Stephen Munro, a demobbed army officer, reconciles himself to taking a job as a footman to make ends meet. Employed at Wintringham Hall, the delightful but decaying Sussex country residence of the elderly Lady Susan Carey, his first task entails welcoming her eccentric guests to a weekend house-party, at which her bombastic nephew – who recognises Stephen from his former life – decides that an after-dinner séance would be more entertaining than bridge. Then Cicely disappears!
With Lady Susan reluctant to call the police about what is presumably a childish prank, Stephen and the plucky Pauline Mainwaring take it upon themselves to investigate. But then a suspicious death turns the game into an altogether more serious affair…
This classic winter mystery incorporates all the trappings of the Golden Age – a rambling country house, a séance, a murder, a room locked on the inside, with servants, suspects and alibis, a romance – and an ingenious puzzle.
First published as a 30-part newspaper serial in 1926 – the year The Murder of Roger Ackroyd was published, The Wintringham Mystery was written by Anthony Berkeley, founder of the famous Detection Club. Also known as Cicely Disappears, the Daily Mirror ran the story as a competition with a prize of £500 (equivalent to £30,000 today) for anyone who guessed the solution correctly. Nobody did – even Agatha Christie entered and couldn’t solve it.

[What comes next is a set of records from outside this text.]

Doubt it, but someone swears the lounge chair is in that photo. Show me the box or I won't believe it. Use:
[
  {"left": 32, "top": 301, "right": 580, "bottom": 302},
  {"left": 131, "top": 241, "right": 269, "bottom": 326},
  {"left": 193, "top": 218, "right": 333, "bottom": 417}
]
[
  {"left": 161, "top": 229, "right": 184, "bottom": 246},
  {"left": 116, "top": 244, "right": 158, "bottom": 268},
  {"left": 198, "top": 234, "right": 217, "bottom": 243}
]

Can you?
Reviews
‘Detection and crime at its wittiest – all Berkeley’s stories are amusing, intriguing and he is a master of the final twist.’
Agatha Christie
‘Anthony Berkeley is the supreme master not of the “twist” but of the “double-twist”.’ Milward Kennedy in the Sunday Times
About the author
Anthony Berkeley (1893-1971) was the founder of the Detection Club and a highly innovative early crime writer. He is acknowledged as inventing the psychological crime novel, and The Poisoned Chocolates Case is one of the most successful of the British Library’s classic crime reissues. He wrote Malice Aforethought and other thrillers as Francis Iles, but gave up writing novels before WW2 and became better known afterwards as literary critic for the Telegraph and Sunday Times.
PUBLISHERS WEEKLY
Berkeley (1893–1971) combines humor with a golden age plot so baffling that Agatha Christie couldn't solve it when this tantalizing mystery was originally serialized in 1926. London gadabout Stephen Munro, who must seek gainful employment after spending all his inheritance, lands a job as a footman at Wintringham Hall, the Sussex household of Lady Susan Carey. Fortuitously, Munro's Jeeves-like valet, Ebenezer Bridger, whom Munro can no longer afford, has also joined Lady Susan's staff. Soon after Munro begins life downstairs, Lady Susan hosts a house party. Munro struggles to adapt both to his new status as a servant and as the ex-boyfriend of guest Pauline Mainwaring, now engaged to one of the richest men in London. Lady Susan's nephew Freddie Venables persuades the guests to join him in conducting a séance, but after the lights are turned back on, one of the participants has disappeared, despite all the room's exits having been guarded. A murder follows. Munro and Bridger make an engaging investigative team reminiscent of Lord Peter Wimsey and Bunter. Fair play fans will enjoy seeing whether they can succeed where Christie failed.